Postado em 15/01/2019
Texto: Bruno Lazaretti
Bolivianos no Belenzinho, ganeses e nigerianos em Guaianases, sírios no Cambuci, haitianos no Glicério, venezuelanos em Santo André, palestinos na Liberdade, congoleses e senegaleses no Brás. Ao longo da última década, São Paulo – e o Brasil todo – vem sendo um destino bastante procurado por imigrantes que fogem de desastres naturais (como o terremoto de 2010 que assolou o Haiti), guerras civis e perseguições políticas.
Apesar disso, mesmo na maior cidade do país, a estrutura de acolhimento e reinserção social ainda é tímida: os novos moradores precisam encontrar um lugar para morar, conseguir um emprego, resgatar o restante da família, aprender um novo idioma, tirar documentos e validar diplomas, não necessariamente nessa ordem. Aliás, ordem é algo que com frequência tarda a chegar na vida dos imigrantes, em especial dos refugiados.
Com tempo e apoio, porém, aos poucos a sobrevivência dá lugar à experiência. Firmadas raízes na cidade, as populações imigrantes ganham força e segurança e passam a manifestar suas culturas em sons, sabores e cores. Vemos restaurantes, feiras de artesanato, barbearias, festas, espetáculos de música e dança pontuando o mapa da cidade em pequenos e vibrantes lampejos – um bar de especialidades palestinas na Bela Vista, uma exposição de vídeos e artes visuais no Sesc Santo Amaro, cursos de língua portuguesa em unidades do Sesc, uma feira de produtos andinos na Vila Medeiros. Criam-se redes de amizades, pontos de encontro e instituições de suporte mantidas pelos próprios estrangeiros. E então, aos poucos, São Paulo agrega ao seu tecido cultural as expressões de uma nova geração de, por que não dizer, brasileiros.
O caminho rumo à integração é individual e muitas vezes solitário para o refugiado. Barreiras culturais, linguísticas, de costumes e valores, além da receptividade da sociedade brasileira, que na sua maioria reage com desconhecimento ou preconceito, são sentidas de diferentes formas. Mas essas situações difíceis podem ser amenizadas com mais divulgação e esclarecimento sobre quem é o refugiado e por que busca o Brasil como país de acolhimento.

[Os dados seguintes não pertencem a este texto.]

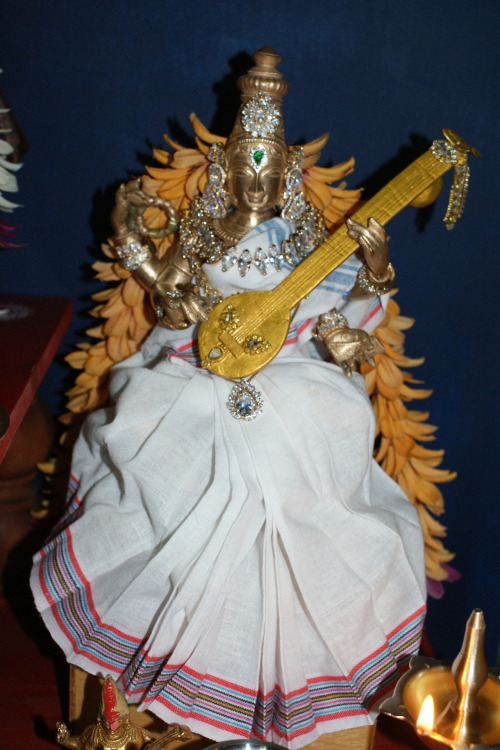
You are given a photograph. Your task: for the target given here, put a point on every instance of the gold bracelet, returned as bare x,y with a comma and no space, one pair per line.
371,285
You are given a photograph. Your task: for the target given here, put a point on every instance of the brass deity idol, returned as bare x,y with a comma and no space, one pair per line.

Esses fatores, somados às circunstâncias de acolhida, ao tamanho da rede de compatriotas já estabelecidos e à condição financeira em que se encontram esses imigrantes na cidade irão determinar se suas manifestações culturais tomarão forma e se serão bem recebidas pelo restante da população. A mera presença de imigrantes, em resumo, não resulta automaticamente em um ambiente de intercâmbio cultural.
“A interculturalidade é a percepção de que o choque entre culturas se dá em um ambiente assimétrico e isso é um reflexo da nossa sociedade. Tem gente que diz: ‘Que bonito, tem muita cor nessa cidade’, mas precisa ter mais consciência do contexto”, explica Fabio Ando Filho, bacharel em Relações Internacionais pela Universidade de São Paulo que trabalha como assistente de projetos no Centro de Referência e Acolhida para Imigrantes de São Paulo (CRAI). Isso responde por que você provavelmente já comeu kebab ou outras delícias sírias inúmeras vezes, mas nunca provou a comida congolesa. “Há comunidades que são mais fechadas, e isso depende das condições e intenções de cada um. Comunidades mais antigas têm dinâmicas muito diferentes das mais novas”, conta.
Um trabalho pioneiro nesse sentido, de tentar facilitar as articulações necessárias entre quem chega e quem acolhe, é o Centro de Referência para Refugiados, da Cáritas, que se estabeleceu no Brasil na década de 1950 e vem desde então atuando para atender imigrantes em situação de refúgio. O trabalho da organização é dividido em quatro programas de atendimento: assistência social, que cuida das necessidades mais básicas de quem tenta se estabelecer no país; proteção legal, cuja principal função é auxiliar em trâmites burocráticos de asilo, bem como fornecer amparo em casos de violações; integração local, área que busca ajudar na busca a um emprego, no aprendizado da língua e na revalidação de documentos, entre outros exemplos; e saúde mental, uma vez que a migração forçada geralmente é acompanhada de uma série de problemas emocionais que necessitam de amparo psicológico.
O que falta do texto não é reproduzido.